KONTAN.CO.ID - JAKARTA. Direkrotat Jenderal Bea dan Cukai (DJBC) Kementerian Keuangan (Kemenkeu) melaporkan bahwa ada beberapa barang yang masuk dalam daftar pra-kajian untuk dijadikan objek cukai.

Beberapa di antaranya adalah rumah, tiket pertunjukan hiburan seperti konser musik, fastfood (makan siap saji), hingga tissue.
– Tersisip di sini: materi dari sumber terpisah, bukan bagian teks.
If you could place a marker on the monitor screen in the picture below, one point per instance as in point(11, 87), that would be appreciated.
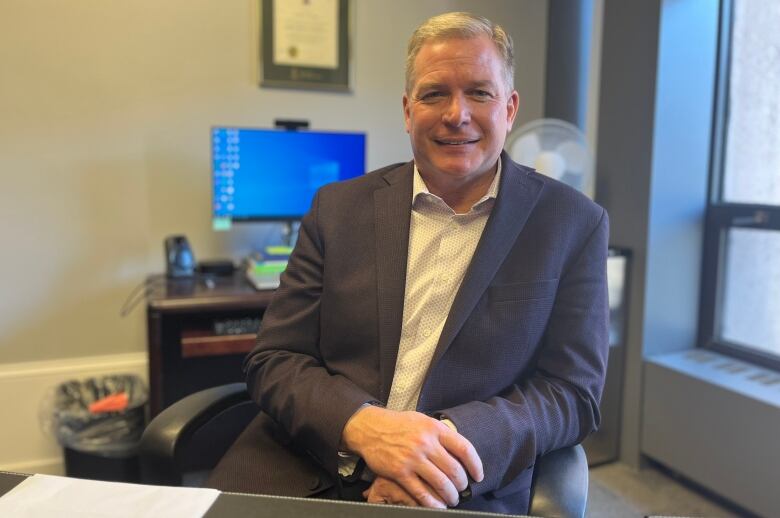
point(267, 174)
Lebih lanjut, smartphone, MSG, batubara hingga detergen juga masuk dalam radar prakajian pengenaan cukai.

Ekonom Center of Economic and Law Studies (Celios) Nailul Huda mengatakan apabila pemerintah benar-benar memungut cukai atas produk-produk tersebut, maka akan berdampak pada peningkatan harga yang harus ditanggung oleh konsumen.
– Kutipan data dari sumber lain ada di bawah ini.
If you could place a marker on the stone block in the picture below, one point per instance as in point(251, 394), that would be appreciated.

Baca Juga: Soal Rencana Ekstensifikasi Cukai, DJBC: Masih Usulan

Alhasil, pungutan cukai tersebut akan mengganggu daya beli masyarakat. "Harga-harga barang itu akan jadi lebih mahal. Misalnya rumah, jika dikenakan cukai 1% saja sudah berapa juta sendiri," ujar Huda kepada Kontan.co.id, Rabu (24/7).

Selain itu, pengenaan cukai untuk rumah, tiket konser, tissue, makanan siap saji, smarpthone, batubara hingga detergen harus ada penelitian terakreditasi yang menyatakan bahwa barang-barang tersebut mempunyai dampak negatif.
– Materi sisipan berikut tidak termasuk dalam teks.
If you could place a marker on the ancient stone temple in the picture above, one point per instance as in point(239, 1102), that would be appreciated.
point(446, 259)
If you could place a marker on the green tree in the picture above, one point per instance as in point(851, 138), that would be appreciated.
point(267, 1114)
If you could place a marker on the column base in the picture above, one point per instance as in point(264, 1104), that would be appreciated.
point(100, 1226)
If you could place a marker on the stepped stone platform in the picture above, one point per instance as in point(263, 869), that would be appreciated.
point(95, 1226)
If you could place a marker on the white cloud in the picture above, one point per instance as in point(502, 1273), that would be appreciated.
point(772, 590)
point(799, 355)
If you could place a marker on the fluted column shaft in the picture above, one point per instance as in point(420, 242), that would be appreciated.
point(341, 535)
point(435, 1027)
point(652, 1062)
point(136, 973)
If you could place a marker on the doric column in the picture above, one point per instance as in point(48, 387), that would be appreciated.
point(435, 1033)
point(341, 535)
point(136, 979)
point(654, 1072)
Namun dari daftar prakajian tersebut, hanya batubara yang layak dikenakan cukai. Namun dampaknya akan berdampak ke industri dan kenaikan harga listrik.

"Barang lainnya tidak tepat dikenakan cukai. Dampak negatif dari adanya rumah apa? Kan gak ada juga. Tiket konser juga menimbulkan dampak negatif apa? Kan harus dijawab melalui kajian terlebih dahulu," tanya Huda.

Baca Juga: Pemerintah Berencana Pungut Cukai Untuk Empat Produk Plastik Ini

Dengan begitu, Huda menilai, apabila pemerintah ingin menerapkan cukai terhadap barang-barang yang tercantum dalam pra-kajian tersebut, maka sudah tidak sesuai dengan tujuan pengenaan cukai.

Dirinya menjelaskan, tujuan dari pengenaan cukai adalah untuk mengurangi konsumsi barang-barang yang mempunyai eksternalitas negatif apabila dikonsumsi bukan untuk memperkuat keuangan negara.

Sebut saja konsumsi rokok yang bisa menimbulkan eksternalitas negatif berupa penyakit pernapasan. Begitu juga dengan produk plastik yang berdampak kepada pencemaran lingkungan, serta minuman berpemanis dalam kemasan (MBDK) yang bisa memicu penyakit tidak menular seperti diabetes.

Baca Juga: Industri Hilir Plastik Tertekan, Aphindo Beberkan Persaingan dengan Barang Impor

"Memang akan ada dampak ke inflasi dan daya beli namun dampaknya akan terbatas dan temporer. Toh juga memang tujuannya untuk mengurangi konsumsi barang tersebut," pungkasnya.